Both Zellers and Johnson are tied at 23 percent support from likely GOP primary voters. Former Rep. Marty Seifert sits at 14 percent and businessman Scott Honour has 9 percent.
“Jeff Johnson has clearly gotten a nice bump from the Republican-endorsing convention,” Larry Jacobs, a political scientist at the University of Minnesota, said of the race. “He’s now tied with the much better known Kurt Zellers who had been Speaker of the Minnesota House.”
In the GOP US Senate primary, Mike McFadden leads Rep. Jim Abeler 44 percent to 16 percent. The nomination elections are on Aug. 12.
2) The University of Minnesota released a study on Wednesday that showed a nearly 41 percent decline in Minnesota’s uninsured rate since Obamacare went into full effect.
The percentage of uninsured Minnesotans dipped from 8.2 percent of the population to 4.9 percent.
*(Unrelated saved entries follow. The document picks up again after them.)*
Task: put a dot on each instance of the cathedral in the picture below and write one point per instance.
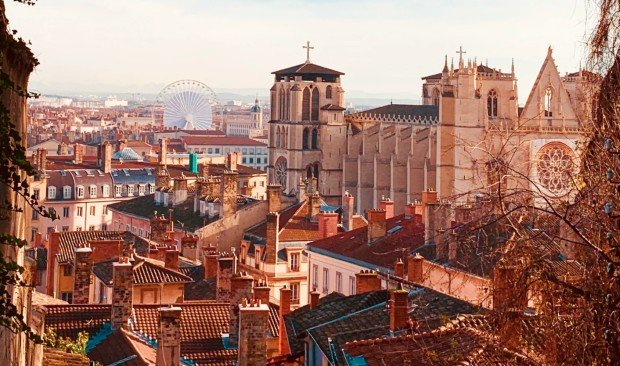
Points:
(469, 131)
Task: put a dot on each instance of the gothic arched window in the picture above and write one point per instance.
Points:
(436, 97)
(305, 105)
(315, 104)
(492, 103)
(304, 139)
(315, 138)
(547, 102)
(282, 108)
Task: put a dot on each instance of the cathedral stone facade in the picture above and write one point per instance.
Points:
(469, 132)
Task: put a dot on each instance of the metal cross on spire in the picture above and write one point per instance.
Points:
(308, 48)
(461, 52)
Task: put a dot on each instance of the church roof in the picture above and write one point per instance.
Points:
(406, 110)
(307, 68)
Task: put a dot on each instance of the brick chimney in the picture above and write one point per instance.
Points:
(399, 268)
(253, 329)
(348, 210)
(211, 260)
(229, 195)
(189, 247)
(171, 259)
(271, 244)
(240, 289)
(314, 206)
(163, 151)
(122, 293)
(437, 223)
(83, 269)
(262, 292)
(169, 336)
(274, 198)
(415, 268)
(367, 281)
(377, 226)
(285, 309)
(78, 154)
(399, 308)
(225, 270)
(328, 224)
(387, 205)
(180, 190)
(104, 157)
(314, 298)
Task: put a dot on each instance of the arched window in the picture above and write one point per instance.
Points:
(304, 139)
(436, 97)
(315, 138)
(282, 108)
(315, 104)
(305, 105)
(51, 192)
(547, 102)
(492, 103)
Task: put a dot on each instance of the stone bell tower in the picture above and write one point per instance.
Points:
(307, 131)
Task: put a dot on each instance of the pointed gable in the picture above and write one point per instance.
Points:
(548, 77)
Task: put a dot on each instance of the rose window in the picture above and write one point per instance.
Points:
(555, 167)
(280, 168)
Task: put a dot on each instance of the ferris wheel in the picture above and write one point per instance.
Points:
(187, 105)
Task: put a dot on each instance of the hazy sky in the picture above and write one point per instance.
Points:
(382, 46)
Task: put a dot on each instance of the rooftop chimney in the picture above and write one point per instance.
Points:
(348, 209)
(253, 329)
(387, 205)
(122, 293)
(189, 247)
(104, 157)
(377, 226)
(240, 289)
(274, 197)
(229, 196)
(83, 269)
(399, 308)
(180, 190)
(314, 205)
(210, 262)
(225, 270)
(271, 244)
(328, 224)
(169, 336)
(415, 268)
(78, 153)
(314, 298)
(285, 308)
(262, 293)
(367, 281)
(172, 259)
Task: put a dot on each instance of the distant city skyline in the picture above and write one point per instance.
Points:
(384, 48)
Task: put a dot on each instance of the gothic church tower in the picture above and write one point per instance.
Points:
(307, 132)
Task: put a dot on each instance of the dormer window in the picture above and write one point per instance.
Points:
(547, 102)
(492, 104)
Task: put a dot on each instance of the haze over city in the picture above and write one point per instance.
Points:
(384, 47)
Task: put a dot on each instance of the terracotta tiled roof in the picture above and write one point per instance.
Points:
(221, 140)
(144, 272)
(307, 68)
(464, 346)
(69, 240)
(404, 234)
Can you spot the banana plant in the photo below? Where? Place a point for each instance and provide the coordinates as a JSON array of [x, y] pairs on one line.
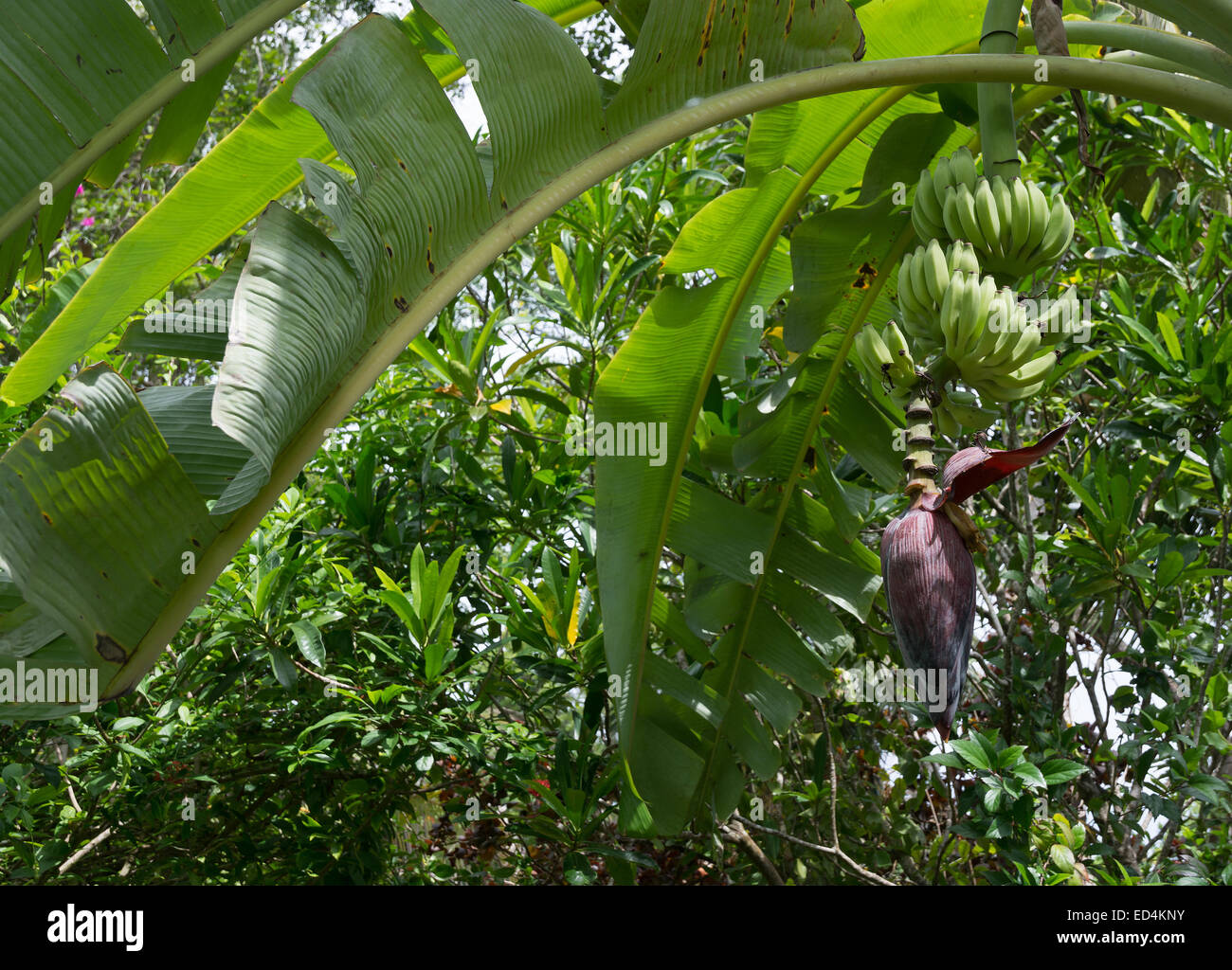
[[116, 518], [86, 85]]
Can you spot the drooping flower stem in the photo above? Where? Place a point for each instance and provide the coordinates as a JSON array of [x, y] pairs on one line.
[[919, 464]]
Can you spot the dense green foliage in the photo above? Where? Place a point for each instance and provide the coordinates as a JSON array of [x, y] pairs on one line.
[[401, 678]]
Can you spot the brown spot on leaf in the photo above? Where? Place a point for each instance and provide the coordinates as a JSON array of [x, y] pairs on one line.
[[109, 649]]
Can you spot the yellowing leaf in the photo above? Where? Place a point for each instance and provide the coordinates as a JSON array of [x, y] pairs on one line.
[[573, 620]]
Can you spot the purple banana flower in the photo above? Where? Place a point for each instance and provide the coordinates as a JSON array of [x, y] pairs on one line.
[[931, 575]]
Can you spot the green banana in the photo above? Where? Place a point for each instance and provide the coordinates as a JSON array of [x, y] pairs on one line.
[[962, 165], [936, 271], [941, 176], [879, 351], [1039, 221], [986, 213], [907, 298], [1022, 383], [1021, 217], [965, 206], [997, 391], [1060, 319], [971, 324], [927, 212], [950, 213], [1024, 350], [950, 316], [988, 336], [966, 410], [961, 258], [1060, 233], [903, 367]]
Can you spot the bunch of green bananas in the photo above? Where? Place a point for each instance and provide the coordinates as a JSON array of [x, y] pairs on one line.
[[992, 342], [960, 409], [1009, 222], [887, 356], [928, 210], [923, 278]]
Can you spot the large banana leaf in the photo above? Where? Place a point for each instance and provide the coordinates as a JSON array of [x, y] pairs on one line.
[[418, 225], [312, 314], [82, 82]]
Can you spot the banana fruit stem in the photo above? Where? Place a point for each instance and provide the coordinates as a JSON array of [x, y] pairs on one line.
[[920, 468], [998, 135]]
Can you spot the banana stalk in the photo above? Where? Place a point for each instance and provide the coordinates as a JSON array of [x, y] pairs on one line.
[[997, 132]]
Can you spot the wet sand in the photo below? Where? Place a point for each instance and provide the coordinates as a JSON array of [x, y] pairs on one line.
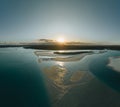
[[114, 63]]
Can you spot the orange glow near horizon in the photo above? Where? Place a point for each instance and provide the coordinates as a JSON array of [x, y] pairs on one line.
[[61, 40]]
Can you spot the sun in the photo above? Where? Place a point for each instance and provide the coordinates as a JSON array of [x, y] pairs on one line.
[[61, 40]]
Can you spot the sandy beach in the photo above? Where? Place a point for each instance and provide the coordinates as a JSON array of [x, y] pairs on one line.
[[114, 63]]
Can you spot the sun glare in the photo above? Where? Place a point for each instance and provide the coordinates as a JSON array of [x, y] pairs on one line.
[[61, 40]]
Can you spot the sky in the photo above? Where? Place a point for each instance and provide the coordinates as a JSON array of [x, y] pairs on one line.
[[75, 20]]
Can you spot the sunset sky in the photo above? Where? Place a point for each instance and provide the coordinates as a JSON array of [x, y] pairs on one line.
[[75, 20]]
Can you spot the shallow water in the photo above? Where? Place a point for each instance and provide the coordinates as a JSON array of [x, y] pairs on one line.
[[28, 79]]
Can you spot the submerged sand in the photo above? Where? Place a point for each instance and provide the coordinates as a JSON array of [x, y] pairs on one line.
[[114, 63]]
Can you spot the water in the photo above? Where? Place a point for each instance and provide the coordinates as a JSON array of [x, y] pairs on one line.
[[21, 83], [30, 80]]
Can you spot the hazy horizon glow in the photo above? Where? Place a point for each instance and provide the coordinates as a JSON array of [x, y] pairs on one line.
[[77, 20]]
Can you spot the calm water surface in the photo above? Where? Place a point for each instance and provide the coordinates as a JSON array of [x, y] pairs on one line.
[[28, 80]]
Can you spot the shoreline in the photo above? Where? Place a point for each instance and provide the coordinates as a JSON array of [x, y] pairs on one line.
[[113, 63]]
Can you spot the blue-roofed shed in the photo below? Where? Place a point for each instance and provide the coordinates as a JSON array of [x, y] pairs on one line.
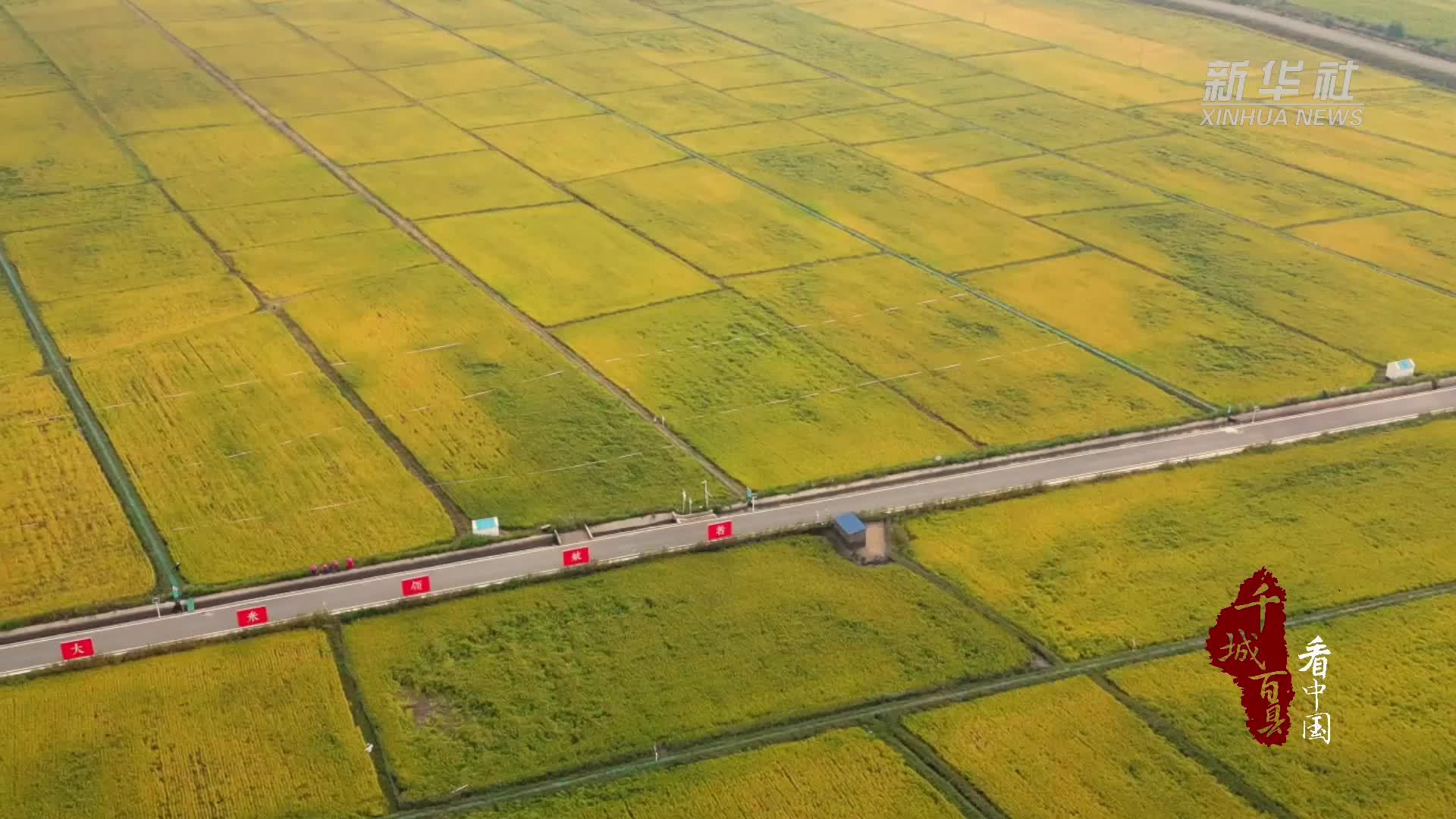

For Democrats, its a victory for the beleaguered exchange and a vindication of health care reform efforts at the federal level. The brunt of the change came from access to public health programs.
“From offering the lowest health insurance rates in the nation, to securing the lowest uninsured rate in state history, health reform is working in Minnesota,” Gov. Mark Dayton said in a statement. ”Today, 180,500 more Minnesotans have affordable access to quality health insurance. We have more work to do to help ensure all Minnesotans are covered, but today’s report demonstrates that health reform in Minnesota is headed in the right direction.”
3) The state Department of Human Services has disagreed with experts who have advised a district court judge that a member of the Minnesota Sex Offender Program should go free, the Associated Press reports.
The department cautioned against releasing the man, identified as E.T., because of a history of violent behavior in the program and a lack of skills that would serve someone in the real world. The move comes after US District Court Judge Donovan Frank ordered the state to show why the man couldn’t go free.